Pourquoi faut-il activer la recherche et la pratique de l'écriture inclusive et emmerder les administrations ?
- Écritures inclusives
- Féminismes
Pour étoffer l'argumentaire de la règle illégitime où le masculin l'emporterait sur le féminin dans la langue française, il n'y a pas que la justification par la « force ». Au XVIIe siècle, l'Académie française explique que le masculin supplante le féminin dans la langue car dans la nature le mâle l'emporte sur la femelle… Ainsi, en 1675, Dominique Bouhours affirme « Lorsque les deux genres se rencontrent, il faut que le plus noble l'emporte »
. À supposer qu'il n'y ait que deux genres, la noblesse prétendue intrinsèque au genre masculin attesterait de sa superiorité. Plus tard, en 1767, Nicolas Beauzée déclare encore « Le genre masculin est réputé plus noble que le féminin à cause de la supériorité du mâle sur la femelle »
. Par ailleurs et hypocritement, le masculin est aussi présenté comme le genre indifférencié, neutre.
Les citations proviennent de l'ouvrage Non le masculin ne l'emporte pas sur le féminin ! Petite histoire des résistances de la langue française d'Éliane Viennot aux éditions iXe, 2014.

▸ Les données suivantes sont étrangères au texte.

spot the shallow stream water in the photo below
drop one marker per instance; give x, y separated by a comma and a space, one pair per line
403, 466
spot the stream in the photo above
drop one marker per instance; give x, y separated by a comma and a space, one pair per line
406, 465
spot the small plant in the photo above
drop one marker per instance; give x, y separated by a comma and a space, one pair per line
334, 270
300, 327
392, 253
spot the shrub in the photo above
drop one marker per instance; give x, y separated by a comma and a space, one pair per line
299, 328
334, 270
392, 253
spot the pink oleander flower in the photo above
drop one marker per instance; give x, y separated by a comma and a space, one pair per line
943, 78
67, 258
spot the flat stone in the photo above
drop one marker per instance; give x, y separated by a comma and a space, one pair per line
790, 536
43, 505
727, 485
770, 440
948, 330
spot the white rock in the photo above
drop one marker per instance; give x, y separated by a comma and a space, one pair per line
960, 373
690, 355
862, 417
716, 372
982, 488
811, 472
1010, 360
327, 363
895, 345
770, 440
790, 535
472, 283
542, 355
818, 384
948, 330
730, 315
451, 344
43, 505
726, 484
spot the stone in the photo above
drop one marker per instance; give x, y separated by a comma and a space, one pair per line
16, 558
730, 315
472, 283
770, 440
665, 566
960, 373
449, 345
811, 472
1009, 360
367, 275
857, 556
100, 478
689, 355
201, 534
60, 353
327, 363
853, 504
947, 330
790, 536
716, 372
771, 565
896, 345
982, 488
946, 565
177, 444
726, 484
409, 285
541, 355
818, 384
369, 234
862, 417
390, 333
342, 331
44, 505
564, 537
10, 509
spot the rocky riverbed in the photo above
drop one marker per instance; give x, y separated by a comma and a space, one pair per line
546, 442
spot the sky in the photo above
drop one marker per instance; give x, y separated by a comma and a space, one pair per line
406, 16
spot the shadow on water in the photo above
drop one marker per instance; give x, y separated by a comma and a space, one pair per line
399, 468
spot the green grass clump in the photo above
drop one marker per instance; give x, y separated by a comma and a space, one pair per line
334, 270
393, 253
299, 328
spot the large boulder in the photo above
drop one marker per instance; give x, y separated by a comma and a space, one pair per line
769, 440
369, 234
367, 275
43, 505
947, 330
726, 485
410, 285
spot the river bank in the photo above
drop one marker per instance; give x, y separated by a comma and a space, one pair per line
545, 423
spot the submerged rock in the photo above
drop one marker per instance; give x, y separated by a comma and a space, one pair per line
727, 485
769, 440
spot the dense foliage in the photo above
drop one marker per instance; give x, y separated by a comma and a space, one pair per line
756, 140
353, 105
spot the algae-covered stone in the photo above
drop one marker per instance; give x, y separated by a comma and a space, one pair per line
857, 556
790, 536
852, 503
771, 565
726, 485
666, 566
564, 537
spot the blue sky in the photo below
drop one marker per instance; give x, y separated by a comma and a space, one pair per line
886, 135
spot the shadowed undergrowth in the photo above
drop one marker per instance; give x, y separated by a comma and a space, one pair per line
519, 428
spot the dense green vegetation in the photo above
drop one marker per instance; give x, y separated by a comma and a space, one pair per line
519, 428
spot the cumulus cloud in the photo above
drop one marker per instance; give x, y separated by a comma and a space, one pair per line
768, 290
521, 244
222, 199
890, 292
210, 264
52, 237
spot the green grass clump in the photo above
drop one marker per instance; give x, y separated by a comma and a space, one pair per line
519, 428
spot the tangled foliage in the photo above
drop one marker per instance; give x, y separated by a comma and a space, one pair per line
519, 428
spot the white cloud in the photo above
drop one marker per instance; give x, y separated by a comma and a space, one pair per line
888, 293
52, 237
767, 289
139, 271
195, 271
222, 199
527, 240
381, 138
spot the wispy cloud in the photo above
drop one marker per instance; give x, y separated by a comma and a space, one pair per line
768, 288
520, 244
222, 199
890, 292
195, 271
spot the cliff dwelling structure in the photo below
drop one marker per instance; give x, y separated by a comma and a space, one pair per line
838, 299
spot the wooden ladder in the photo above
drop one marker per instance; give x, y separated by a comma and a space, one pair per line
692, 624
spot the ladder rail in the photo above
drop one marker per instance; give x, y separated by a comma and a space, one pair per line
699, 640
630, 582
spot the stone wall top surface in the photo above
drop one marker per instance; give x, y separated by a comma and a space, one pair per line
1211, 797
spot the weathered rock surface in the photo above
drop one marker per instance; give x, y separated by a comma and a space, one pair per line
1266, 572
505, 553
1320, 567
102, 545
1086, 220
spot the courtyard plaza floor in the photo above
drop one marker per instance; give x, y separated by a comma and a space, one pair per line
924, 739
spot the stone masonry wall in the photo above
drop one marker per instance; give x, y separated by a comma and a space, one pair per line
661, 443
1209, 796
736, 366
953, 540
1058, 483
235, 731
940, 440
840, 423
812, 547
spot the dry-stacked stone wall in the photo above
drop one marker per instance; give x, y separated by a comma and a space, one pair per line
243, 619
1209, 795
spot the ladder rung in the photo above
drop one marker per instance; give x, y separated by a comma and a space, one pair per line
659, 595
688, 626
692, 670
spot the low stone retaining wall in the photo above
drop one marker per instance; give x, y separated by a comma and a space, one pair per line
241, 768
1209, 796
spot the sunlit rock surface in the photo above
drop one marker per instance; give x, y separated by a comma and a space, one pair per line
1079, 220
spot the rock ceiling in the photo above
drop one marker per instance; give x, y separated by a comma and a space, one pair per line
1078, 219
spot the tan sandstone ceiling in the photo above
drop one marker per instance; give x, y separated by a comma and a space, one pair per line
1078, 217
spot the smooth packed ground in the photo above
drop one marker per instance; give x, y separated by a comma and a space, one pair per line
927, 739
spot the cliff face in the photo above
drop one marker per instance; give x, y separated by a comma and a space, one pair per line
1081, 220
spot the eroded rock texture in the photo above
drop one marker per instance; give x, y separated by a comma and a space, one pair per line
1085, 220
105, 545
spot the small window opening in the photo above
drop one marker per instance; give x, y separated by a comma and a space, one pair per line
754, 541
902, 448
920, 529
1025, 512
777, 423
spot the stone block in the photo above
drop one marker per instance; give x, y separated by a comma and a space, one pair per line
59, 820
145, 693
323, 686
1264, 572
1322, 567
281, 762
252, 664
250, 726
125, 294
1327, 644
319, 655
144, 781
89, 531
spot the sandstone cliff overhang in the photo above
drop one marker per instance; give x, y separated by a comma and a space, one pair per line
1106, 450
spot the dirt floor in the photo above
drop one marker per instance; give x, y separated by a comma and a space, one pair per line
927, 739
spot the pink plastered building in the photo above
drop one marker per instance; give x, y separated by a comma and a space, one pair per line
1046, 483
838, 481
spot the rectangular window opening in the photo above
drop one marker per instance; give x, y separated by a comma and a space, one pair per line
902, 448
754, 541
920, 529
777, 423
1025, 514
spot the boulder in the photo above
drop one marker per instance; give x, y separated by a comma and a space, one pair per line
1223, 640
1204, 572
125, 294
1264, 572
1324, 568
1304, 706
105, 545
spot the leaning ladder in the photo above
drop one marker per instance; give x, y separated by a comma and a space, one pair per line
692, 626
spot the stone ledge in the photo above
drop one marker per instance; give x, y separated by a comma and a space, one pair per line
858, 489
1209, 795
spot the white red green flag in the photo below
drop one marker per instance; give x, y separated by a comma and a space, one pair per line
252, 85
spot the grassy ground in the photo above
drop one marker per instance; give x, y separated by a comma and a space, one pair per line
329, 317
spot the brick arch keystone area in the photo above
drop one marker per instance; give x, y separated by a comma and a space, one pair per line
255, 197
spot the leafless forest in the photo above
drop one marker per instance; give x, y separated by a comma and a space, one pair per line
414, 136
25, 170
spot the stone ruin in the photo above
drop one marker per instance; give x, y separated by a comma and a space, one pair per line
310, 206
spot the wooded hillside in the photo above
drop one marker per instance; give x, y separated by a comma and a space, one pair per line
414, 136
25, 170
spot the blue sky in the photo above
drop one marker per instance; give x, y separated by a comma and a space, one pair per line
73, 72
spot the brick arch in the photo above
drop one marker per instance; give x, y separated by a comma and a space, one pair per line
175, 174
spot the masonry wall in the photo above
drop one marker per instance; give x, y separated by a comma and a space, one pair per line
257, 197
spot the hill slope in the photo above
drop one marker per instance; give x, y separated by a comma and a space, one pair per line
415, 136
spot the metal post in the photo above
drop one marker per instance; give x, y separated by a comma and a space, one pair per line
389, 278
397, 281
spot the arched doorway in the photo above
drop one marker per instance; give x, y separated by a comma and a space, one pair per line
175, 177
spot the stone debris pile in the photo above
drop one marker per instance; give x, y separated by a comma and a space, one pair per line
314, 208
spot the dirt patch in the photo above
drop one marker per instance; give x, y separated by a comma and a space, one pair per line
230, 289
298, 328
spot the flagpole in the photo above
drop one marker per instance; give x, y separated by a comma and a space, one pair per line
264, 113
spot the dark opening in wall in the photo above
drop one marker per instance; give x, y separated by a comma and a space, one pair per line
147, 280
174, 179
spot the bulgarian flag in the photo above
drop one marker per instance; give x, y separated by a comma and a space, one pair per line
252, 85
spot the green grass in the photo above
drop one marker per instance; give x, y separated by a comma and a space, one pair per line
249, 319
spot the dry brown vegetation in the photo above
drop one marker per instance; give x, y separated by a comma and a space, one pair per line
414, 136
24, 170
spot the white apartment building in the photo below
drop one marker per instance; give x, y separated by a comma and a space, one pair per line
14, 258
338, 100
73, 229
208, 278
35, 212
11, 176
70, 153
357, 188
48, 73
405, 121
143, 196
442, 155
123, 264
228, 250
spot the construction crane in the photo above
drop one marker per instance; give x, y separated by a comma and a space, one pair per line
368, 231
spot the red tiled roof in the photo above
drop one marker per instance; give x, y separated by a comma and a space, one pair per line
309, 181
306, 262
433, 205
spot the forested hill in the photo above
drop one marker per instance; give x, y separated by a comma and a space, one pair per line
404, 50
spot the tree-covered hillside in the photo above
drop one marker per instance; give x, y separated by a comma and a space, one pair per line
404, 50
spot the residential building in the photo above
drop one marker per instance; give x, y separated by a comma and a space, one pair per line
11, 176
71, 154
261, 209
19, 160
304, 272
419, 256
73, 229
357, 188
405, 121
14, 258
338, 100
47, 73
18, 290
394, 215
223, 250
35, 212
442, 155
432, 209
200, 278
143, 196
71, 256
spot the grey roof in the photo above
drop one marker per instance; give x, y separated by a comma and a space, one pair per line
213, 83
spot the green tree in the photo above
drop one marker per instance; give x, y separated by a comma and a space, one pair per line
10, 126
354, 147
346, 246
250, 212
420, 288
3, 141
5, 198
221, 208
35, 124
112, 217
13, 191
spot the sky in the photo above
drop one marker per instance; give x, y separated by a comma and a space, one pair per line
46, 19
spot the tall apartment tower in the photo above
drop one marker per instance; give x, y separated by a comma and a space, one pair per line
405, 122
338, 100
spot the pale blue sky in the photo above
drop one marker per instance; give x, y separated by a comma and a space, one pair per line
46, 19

Une page du site web projet-voltaire.fr — Nouvelle fenêtre démontre que le féminin est préférable pour accentuer la longueur ou le labeur d'une tâche dans le choix du genre des mots tels que « matin » et « matinée », « soir » et « soirée », ou encore « après-midi ». On préferera le terme « matinée » à celui de « matin » pour insister sur le fait que l'on ait mis longtemps à faire quelque chose. De la même façon, on choisira « une après-midi » pour désigner le facteur temporel de durée plutôt que de moment de la journée. Le féminin est associé dans l'imaginaire dominant au lent, au laborieux. Les arguments de l'Académie française l'illustrent assez bien : le recours au masculin se justifie par son usage plus courant, ben oui…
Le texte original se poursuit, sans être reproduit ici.